Last week, U.S. President Joe Biden announced his administration would be forgiving up to US$20,000 in student loans for low- and middle-income borrowers, reducing the debt load for more than 40 million Americans.

Some student groups, as well as the federal NDP, have called on the federal government to do the same here in Canada, but experts are divided over whether cancelling student debt is the best way to help young Canadians.

Numbers from 2019 showed that nearly two million Canadian students owed the federal government a total of $20.5 billion, with the average loan balance exceeding $13,000 at the time of leaving school -- although these numbers don't include debt to other sources, such as private student loans.

Erika Shaker of the Canadian Centre for Policy Alternatives says loan forgiveness would be "absolutely life changing for students who qualify."

"I think we have to remember there's a cost to graduating a generation into debt.

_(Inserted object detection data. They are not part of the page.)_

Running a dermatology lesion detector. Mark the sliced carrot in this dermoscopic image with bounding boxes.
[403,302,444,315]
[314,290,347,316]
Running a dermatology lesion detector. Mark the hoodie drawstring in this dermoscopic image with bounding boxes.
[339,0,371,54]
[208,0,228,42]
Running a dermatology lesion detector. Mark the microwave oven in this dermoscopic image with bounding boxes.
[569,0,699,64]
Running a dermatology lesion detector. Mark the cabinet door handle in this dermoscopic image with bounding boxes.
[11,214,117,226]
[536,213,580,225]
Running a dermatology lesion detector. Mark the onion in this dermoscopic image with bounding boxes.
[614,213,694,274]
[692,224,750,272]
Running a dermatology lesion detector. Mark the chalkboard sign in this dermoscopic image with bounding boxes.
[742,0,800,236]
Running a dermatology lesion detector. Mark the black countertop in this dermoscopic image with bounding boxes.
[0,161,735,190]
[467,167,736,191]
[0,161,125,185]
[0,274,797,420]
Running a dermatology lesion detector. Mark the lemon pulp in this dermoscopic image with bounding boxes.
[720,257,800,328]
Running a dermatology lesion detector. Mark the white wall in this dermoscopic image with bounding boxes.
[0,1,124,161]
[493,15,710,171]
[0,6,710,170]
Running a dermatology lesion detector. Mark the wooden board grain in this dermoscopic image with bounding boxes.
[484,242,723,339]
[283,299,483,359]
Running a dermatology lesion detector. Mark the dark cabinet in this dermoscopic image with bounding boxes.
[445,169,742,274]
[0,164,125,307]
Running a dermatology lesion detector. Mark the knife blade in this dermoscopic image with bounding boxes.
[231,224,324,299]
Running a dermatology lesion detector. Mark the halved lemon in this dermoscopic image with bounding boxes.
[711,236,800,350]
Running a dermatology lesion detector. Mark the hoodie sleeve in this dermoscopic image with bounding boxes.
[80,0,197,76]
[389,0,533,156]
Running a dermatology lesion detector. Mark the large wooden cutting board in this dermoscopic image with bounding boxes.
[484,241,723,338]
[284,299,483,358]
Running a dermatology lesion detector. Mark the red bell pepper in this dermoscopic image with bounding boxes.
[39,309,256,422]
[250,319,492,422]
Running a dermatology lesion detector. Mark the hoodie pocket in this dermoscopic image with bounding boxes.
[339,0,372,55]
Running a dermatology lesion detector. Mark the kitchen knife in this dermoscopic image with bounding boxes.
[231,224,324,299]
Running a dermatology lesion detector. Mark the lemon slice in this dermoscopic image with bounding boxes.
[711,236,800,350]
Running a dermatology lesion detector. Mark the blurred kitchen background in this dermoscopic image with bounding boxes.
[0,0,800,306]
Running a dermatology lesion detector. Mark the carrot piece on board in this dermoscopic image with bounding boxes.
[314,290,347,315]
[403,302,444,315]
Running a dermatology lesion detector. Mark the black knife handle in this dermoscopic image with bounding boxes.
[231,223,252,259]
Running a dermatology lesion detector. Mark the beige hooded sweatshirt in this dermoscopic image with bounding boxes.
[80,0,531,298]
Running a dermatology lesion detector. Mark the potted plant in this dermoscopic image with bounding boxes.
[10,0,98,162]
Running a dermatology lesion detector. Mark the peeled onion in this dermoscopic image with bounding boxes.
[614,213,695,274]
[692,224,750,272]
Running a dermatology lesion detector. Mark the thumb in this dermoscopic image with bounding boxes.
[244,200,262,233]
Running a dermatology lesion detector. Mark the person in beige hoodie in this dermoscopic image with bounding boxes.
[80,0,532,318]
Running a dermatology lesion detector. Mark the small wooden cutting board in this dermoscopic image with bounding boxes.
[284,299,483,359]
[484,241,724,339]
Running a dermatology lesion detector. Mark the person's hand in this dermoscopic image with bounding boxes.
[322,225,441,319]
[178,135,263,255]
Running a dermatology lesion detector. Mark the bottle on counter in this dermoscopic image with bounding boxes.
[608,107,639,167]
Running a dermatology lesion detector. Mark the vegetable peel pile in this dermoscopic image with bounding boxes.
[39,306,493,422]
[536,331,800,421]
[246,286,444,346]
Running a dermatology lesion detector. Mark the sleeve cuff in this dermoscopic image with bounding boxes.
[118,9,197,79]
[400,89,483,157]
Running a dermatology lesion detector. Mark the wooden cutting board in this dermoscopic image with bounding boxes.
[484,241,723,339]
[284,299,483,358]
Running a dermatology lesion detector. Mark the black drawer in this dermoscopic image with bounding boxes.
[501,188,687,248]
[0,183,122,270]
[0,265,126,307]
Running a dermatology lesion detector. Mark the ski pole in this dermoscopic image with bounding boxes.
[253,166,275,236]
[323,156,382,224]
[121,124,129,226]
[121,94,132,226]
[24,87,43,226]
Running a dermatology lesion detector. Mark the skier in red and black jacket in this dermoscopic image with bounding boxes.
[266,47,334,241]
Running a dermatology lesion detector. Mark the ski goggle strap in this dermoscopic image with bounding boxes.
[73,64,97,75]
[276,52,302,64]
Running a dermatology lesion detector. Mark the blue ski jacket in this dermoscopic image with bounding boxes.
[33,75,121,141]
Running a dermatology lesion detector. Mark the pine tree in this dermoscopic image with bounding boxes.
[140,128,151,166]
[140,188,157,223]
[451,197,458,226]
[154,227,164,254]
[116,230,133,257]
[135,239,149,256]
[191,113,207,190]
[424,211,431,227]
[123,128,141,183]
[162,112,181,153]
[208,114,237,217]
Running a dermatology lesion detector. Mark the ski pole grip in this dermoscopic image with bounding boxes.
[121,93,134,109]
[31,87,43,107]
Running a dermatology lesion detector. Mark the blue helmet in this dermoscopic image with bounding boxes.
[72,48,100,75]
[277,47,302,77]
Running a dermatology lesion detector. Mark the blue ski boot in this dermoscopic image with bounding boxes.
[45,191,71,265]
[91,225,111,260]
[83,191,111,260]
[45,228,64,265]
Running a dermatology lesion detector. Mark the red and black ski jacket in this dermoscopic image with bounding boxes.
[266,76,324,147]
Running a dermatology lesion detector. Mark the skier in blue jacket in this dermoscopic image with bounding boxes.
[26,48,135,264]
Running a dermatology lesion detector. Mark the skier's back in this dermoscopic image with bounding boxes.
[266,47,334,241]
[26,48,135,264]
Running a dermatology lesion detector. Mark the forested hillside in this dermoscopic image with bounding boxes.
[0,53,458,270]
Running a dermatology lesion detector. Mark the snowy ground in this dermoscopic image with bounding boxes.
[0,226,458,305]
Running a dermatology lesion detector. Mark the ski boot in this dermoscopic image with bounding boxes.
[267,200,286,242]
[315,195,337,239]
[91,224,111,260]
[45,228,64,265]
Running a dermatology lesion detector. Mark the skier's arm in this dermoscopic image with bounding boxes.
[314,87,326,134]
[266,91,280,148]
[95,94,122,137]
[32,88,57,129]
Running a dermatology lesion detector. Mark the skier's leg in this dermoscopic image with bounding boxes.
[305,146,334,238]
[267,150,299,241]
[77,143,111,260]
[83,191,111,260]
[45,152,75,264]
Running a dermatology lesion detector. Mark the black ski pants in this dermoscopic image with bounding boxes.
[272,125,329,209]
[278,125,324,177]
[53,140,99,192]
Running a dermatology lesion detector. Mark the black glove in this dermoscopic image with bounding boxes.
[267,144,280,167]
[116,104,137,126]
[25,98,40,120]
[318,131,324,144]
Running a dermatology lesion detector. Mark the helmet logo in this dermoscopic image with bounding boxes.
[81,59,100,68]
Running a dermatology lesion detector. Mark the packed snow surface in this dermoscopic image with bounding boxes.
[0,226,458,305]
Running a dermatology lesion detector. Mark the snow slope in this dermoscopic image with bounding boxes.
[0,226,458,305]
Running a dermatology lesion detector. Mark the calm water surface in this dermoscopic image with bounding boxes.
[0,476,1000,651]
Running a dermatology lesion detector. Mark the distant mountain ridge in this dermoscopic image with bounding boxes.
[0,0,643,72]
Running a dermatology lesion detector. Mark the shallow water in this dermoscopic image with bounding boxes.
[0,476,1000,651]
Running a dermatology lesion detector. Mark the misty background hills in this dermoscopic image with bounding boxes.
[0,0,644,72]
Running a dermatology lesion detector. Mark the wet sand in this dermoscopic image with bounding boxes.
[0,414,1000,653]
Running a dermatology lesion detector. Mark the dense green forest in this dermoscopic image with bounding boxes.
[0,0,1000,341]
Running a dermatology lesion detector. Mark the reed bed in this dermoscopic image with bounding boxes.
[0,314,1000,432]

The costs are just sort of downloaded on the students and their families, many of whom are far less in a position to actually bear that cost than the federal government," she told CTV's Your Morning on Friday.

Shaker pointed to the findings from a 2018 study in Ontario, which found that one of six bankruptcies in the province involved student loans.

"So, if you extrapolate that across the rest of the country, we're talking about 22,000 former students declaring bankruptcy in 2018 alone, at least in part because of student debt," Shaker said.

A 2019 report from the Parliamentary Budget Officer found that in order to eliminate tuition and forgive debt for graduates earning less than $70,000, it would cost $16 billion in the first year, $13 billion in the second year and $10 billion annually after that.

But the Macdonald-Laurier Institute's Aaron Wudrick says he's not convinced that sweeping student loan forgiveness is the best use of resources, noting that university graduates, especially those who go into professional fields like law or medicine, typically go on to have higher incomes than those who don't go to university.

"I think it's fair to say you have limited resources, you want to target the money at the neediest group. I think there's a strong argument that (university graduates are) not the neediest," he told CTVNews.ca over the phone.

"The people who don't go to university and go into trades or start a business -- the question that those people I think fairly ask is... 'Why am I obligated to pay for the decision of other people to go to university?'" Wudrick added.

Instead of loan forgiveness Wudrick suggests other measures, such as reducing or forgiving the interest costs, as well as making loan repayments contingent on income.

Currently, graduates can apply to delay their government student loan payments if their income falls below $25,000, although the Liberals campaigned last year on increasing the threshold to $50,000. The Liberal government has also waived student loan interest charges until March 2023.

"I think there are other mechanisms you can do to lower the burden and make it more manageable for people without just … wiping it out," Wudrick said.